Access the service through the RPBS Mobyle portal:

MS2MODELS usage

Note: Selecting Yes to test the service with preset data will fill the input fields with the protein sequences from the P73 interactome.

Input

The web server requires one mandatory and three optional inputs:

  1. The list of candidate protein partners identified by proteomics experiments
  2. (Optional) The value of the fold change for each candidate protein: this will determine the size of the nodes in the graph displayed by Cytoscape.js [5]
  3. (Optional) The name of the organism in which the proteomics experiments have been conducted. This will favor the search for protein structure toward the genus and /or species provided.
  4. (Optional) The graph layout for the display with Cytoscape.js. The default value is 'Circle' and allows a fast rendering. The other value is 'Cose' (Compound Spring Embedder) and is slower, as it uses a physics simulation to lay out graphs.

Results

  • Progress report

    This section will incrementally provide information about job progression and errors if any. A typical run should produce a report similar to the following :

    Errors related to the input data specified are also reported in this field.

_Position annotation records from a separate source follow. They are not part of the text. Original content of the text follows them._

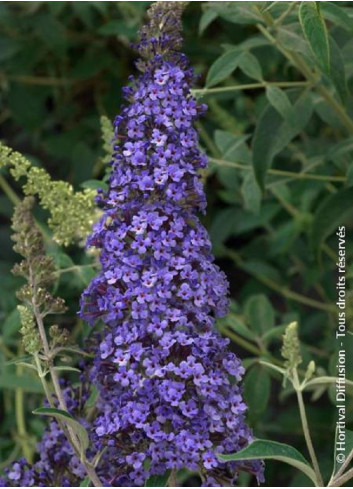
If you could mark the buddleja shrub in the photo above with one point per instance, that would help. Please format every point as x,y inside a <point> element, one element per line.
<point>159,393</point>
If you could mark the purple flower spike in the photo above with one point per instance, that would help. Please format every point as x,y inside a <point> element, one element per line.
<point>169,396</point>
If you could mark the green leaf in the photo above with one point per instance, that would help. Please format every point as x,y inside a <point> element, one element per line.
<point>223,67</point>
<point>348,448</point>
<point>94,184</point>
<point>279,100</point>
<point>158,480</point>
<point>66,417</point>
<point>8,48</point>
<point>272,134</point>
<point>251,193</point>
<point>337,70</point>
<point>315,31</point>
<point>86,482</point>
<point>24,382</point>
<point>237,325</point>
<point>233,147</point>
<point>337,15</point>
<point>117,28</point>
<point>206,19</point>
<point>257,386</point>
<point>11,325</point>
<point>260,314</point>
<point>266,449</point>
<point>250,65</point>
<point>237,12</point>
<point>63,368</point>
<point>333,212</point>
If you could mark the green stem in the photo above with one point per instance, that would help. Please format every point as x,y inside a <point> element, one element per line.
<point>306,430</point>
<point>11,194</point>
<point>339,481</point>
<point>281,173</point>
<point>20,421</point>
<point>339,474</point>
<point>172,481</point>
<point>312,77</point>
<point>248,86</point>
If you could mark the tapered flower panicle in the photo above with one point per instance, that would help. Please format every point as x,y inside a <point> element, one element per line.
<point>169,393</point>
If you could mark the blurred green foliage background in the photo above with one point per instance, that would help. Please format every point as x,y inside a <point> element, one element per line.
<point>280,117</point>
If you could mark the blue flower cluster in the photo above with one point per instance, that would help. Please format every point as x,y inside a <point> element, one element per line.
<point>169,393</point>
<point>58,464</point>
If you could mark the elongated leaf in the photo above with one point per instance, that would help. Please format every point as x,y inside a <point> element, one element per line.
<point>337,15</point>
<point>348,445</point>
<point>272,134</point>
<point>24,382</point>
<point>250,65</point>
<point>223,67</point>
<point>158,480</point>
<point>334,212</point>
<point>266,449</point>
<point>233,147</point>
<point>279,100</point>
<point>236,324</point>
<point>206,19</point>
<point>314,29</point>
<point>251,193</point>
<point>66,417</point>
<point>238,12</point>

  • Protein-protein interactions: analysis

    The results of the search for protein complexes is presented in four HTML tables. Table 1 shows the PDB entry found for each candidate protein, along with related information (resolution, organism...). Table 2 shows the results of the search for the homo-oligomeric state. Table 3 lists the detected complexes among the input list, along with the potentially undetected subunits. Finally, Table 4 shows the interactions identified by the integration of the ELM data.

  • Protein-protein interactions: visualization

    The results produced by the pipeline can be visualized as a graph, thanks to Cytoscape.js. The nodes are of three types: input proteins, undetected partners, and BioGRID partners. The last result from the integration of the BioGRID data. Above the graph viewer are buttons which allow to select nodes and edges depending on their attributes.

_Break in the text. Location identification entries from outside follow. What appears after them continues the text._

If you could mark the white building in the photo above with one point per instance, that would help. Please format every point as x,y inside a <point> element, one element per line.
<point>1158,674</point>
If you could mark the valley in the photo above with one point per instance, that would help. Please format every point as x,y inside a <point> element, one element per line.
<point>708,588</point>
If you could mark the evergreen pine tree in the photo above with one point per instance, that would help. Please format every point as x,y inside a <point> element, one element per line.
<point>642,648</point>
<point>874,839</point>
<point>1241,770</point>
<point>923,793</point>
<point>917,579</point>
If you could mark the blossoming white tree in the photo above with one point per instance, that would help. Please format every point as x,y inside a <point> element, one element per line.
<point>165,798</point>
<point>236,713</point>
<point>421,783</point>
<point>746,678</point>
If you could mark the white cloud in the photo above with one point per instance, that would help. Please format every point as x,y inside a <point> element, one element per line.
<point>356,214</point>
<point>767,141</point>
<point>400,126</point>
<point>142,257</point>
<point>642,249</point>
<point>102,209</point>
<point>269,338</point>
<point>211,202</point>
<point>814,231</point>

  • Protein 3D structure: visualization

    Clicking on any node of the graph activates a molecular viewer, MolArt [6], which displays the 3D structure of the interaction partner. Thus, the protein chain can be visualized in the context of the oligomeric assembly. The MolArt viewer also provides various annotations of the protein sequence, depending on the data available.

References

[1] Rose, P. W., Prlić, A., Altunkaya, A., Bi, C., Bradley, A. R., Christie, C. H., ... & Green, R. K.
The RCSB protein data bank: integrative view of protein, gene and 3D structural information.
Nucleic acids research 2016; gkw1000.
[2] Söding, J.
Protein homology detection by HMM-HMM comparison.
Bioinformatics 2004; 21(7), 951-960.
[3] Oughtred, R., Stark, C., Breitkreutz, B. J., Rust, J., Boucher, L., Chang, C., ... & Zhang, F.
The BioGRID interaction database: 2019 update.
Nucleic acids research 2019; 47(D1), D529-D541.
[4] Gouw, M., Michael, S., Sámano-Sánchez, H., Kumar, M., Zeke, A., Lang, B., ... & Diella, F.
The eukaryotic linear motif resource - 2018 update.
Nucleic acids research 2017; 46(D1), D428-D434.
[5] Franz, M., Lopes, C. T., Huck, G., Dong, Y., Sumer, O., & Bader, G. D.
Cytoscape. js: a graph theory library for visualisation and analysis.
Bioinformatics 2015; 32(2), 309-311.
[6] Hoksza, D., Gawron, P., Ostaszewski, M., & Schneider, R.
MolArt: a molecular structure annotation and visualization tool.
Bioinformatics 2018; 34(23), 4127-4128.